一冊目に制作されたのが「ラブホテル」という作品で、男三人がラブホテルに滞在し、その中で起きることを写真を使いドキュメントしたもの。特にハプニングは何も起こらない。しかし異なる視点を持つ三人が写真を撮れば、新しいものが生まれる。そこでは”何も起こらないこと”が起こっている。撮影に飽きて、途中楽器店に楽器を買いに行き、何も演奏出来ない3人が音楽を制作することになる。そこで生まれたノイズを、写真展の際に映像と絡ませることに成功した。写真と音が同じレベルに存在し、それは明らかにノイズだった。音楽においてノイズがある部分で重要であることを音楽家は知っている。写真においてもそのノイズに価値を持たせようとする姿勢がSPEWにはある。

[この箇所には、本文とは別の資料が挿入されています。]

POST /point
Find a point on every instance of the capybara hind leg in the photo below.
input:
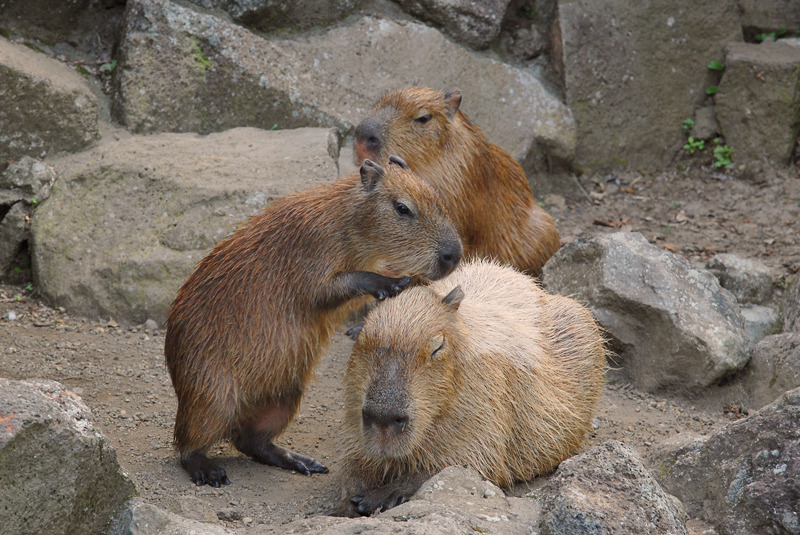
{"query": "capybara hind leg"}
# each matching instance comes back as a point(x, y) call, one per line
point(203, 470)
point(254, 438)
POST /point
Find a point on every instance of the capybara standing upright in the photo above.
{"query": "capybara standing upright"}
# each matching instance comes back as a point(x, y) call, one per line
point(482, 187)
point(481, 368)
point(247, 327)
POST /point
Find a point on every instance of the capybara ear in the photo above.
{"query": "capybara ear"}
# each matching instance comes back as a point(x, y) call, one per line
point(399, 161)
point(452, 100)
point(353, 332)
point(454, 298)
point(371, 174)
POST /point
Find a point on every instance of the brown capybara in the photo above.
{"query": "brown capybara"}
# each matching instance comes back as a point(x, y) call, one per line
point(247, 327)
point(481, 368)
point(483, 188)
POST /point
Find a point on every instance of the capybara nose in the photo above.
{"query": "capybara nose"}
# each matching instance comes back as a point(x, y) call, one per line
point(368, 136)
point(394, 421)
point(449, 257)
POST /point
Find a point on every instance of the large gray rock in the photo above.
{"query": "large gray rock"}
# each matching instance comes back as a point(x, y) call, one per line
point(269, 15)
point(773, 369)
point(140, 518)
point(608, 490)
point(744, 479)
point(47, 107)
point(474, 23)
point(59, 474)
point(758, 115)
point(672, 324)
point(748, 280)
point(14, 231)
point(127, 221)
point(633, 71)
point(790, 306)
point(85, 24)
point(182, 70)
point(23, 185)
point(759, 322)
point(762, 16)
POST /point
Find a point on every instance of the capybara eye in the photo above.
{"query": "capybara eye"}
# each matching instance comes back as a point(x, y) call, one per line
point(438, 349)
point(402, 209)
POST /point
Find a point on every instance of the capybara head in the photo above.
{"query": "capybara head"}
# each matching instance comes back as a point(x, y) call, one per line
point(413, 122)
point(404, 227)
point(400, 375)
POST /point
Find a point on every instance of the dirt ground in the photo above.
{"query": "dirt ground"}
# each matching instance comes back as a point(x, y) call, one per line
point(120, 372)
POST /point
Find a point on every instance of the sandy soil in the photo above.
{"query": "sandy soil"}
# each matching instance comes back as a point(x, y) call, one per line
point(120, 372)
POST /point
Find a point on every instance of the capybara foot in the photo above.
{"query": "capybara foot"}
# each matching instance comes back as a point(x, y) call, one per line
point(376, 500)
point(282, 458)
point(203, 470)
point(390, 288)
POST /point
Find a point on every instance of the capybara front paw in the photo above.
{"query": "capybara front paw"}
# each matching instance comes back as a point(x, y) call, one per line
point(203, 471)
point(377, 501)
point(392, 288)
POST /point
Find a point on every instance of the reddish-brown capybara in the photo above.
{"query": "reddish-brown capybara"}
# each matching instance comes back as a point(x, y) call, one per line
point(482, 368)
point(483, 188)
point(246, 329)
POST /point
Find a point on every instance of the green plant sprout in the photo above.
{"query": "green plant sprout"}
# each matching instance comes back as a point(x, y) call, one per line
point(722, 153)
point(693, 145)
point(109, 67)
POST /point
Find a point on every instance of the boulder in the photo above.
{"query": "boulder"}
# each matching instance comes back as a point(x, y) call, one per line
point(22, 186)
point(183, 70)
point(672, 324)
point(763, 16)
point(476, 24)
point(141, 518)
point(84, 24)
point(790, 306)
point(634, 71)
point(758, 322)
point(47, 107)
point(758, 102)
point(28, 178)
point(59, 474)
point(748, 280)
point(126, 222)
point(607, 489)
point(743, 479)
point(271, 15)
point(774, 369)
point(14, 232)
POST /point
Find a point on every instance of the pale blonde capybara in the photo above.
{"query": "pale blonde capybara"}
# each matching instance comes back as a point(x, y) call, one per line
point(246, 329)
point(482, 368)
point(483, 188)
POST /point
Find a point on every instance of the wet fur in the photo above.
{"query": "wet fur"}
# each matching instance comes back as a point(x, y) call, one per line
point(511, 396)
point(247, 328)
point(483, 188)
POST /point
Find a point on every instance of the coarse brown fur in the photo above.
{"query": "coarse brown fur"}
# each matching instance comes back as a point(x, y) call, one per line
point(246, 329)
point(481, 368)
point(483, 188)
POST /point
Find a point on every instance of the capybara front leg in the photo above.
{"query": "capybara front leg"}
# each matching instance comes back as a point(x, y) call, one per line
point(254, 439)
point(351, 284)
point(203, 470)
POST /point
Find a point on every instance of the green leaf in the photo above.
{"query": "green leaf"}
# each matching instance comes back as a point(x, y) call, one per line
point(109, 67)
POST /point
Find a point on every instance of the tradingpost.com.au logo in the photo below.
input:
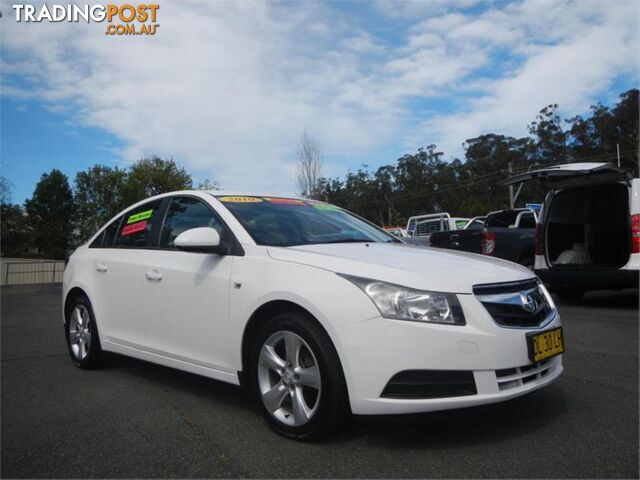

この一回目(一冊目)のプロジェクトで手応えを得た三人は、その後自らの制作の間を縫うように、早いペースで写真集を制作していく。現在も進行中だ。

「共有もコンセプトも徹底的に回避する。チャーハンあるいはバクテリアみたいな感じ。リーダーがいない状態を保つため」と、横田は語る。

リーダーのいない分散的なグループというのは、いかにも今の時代的だと思った。

なぜ本(写真集)というかたちにこだわるのか。

「一回どこかへ行ったら一冊にまとめたい。そしてそのまま閉じたい」

「写真展は実験できない。モノに変える過程でパッケージング、アイデアを出すのが面白い。本から製作考えたり、色々飛躍できる」
と横田は言う。

それには宇田川も同意しているようで、「大事になってきたら、何か目指し始める。もっと中立で、どこにでもいける状態を保ちたい。成果物が面白いのか、行為が面白いのか。」

「AIにより理論的思考は不要になる。であれば、作家がやっても勝ち目が無いので、その価値基準やクオリティは足かせになっていく」

AI時代を見据えていることには、不思議と納得させられた。

行為としての写真は、僕達よりも上の世代の写真家達が既に実践してきた王道とも言える思想でありスタイルだ。しかし、明らかに中平・森山・荒木、そしてそのフォロワーである世代、そしてさらに一回り下に当たる僕らの世代においては、行為としての写真のリバイバルが起きている中で「分散」や「AI」というキーワードが新たに付与される。そういう意味では中平・森山・荒木時代とも、あるいはその第一次フォロワー世代とも異なる「行為としての写真」世代であると言えるだろう。

誰でも写真集が手軽に作られる世界に生きているからこそ、写真家が見るものが変わり、そして新たな表現が出て来る可能性を秘めている。

全て説明しきらない、SPEWの姿勢。

その”ノイズ”のようなものこそが、まさに次の写真時代の示唆ではないだろうか。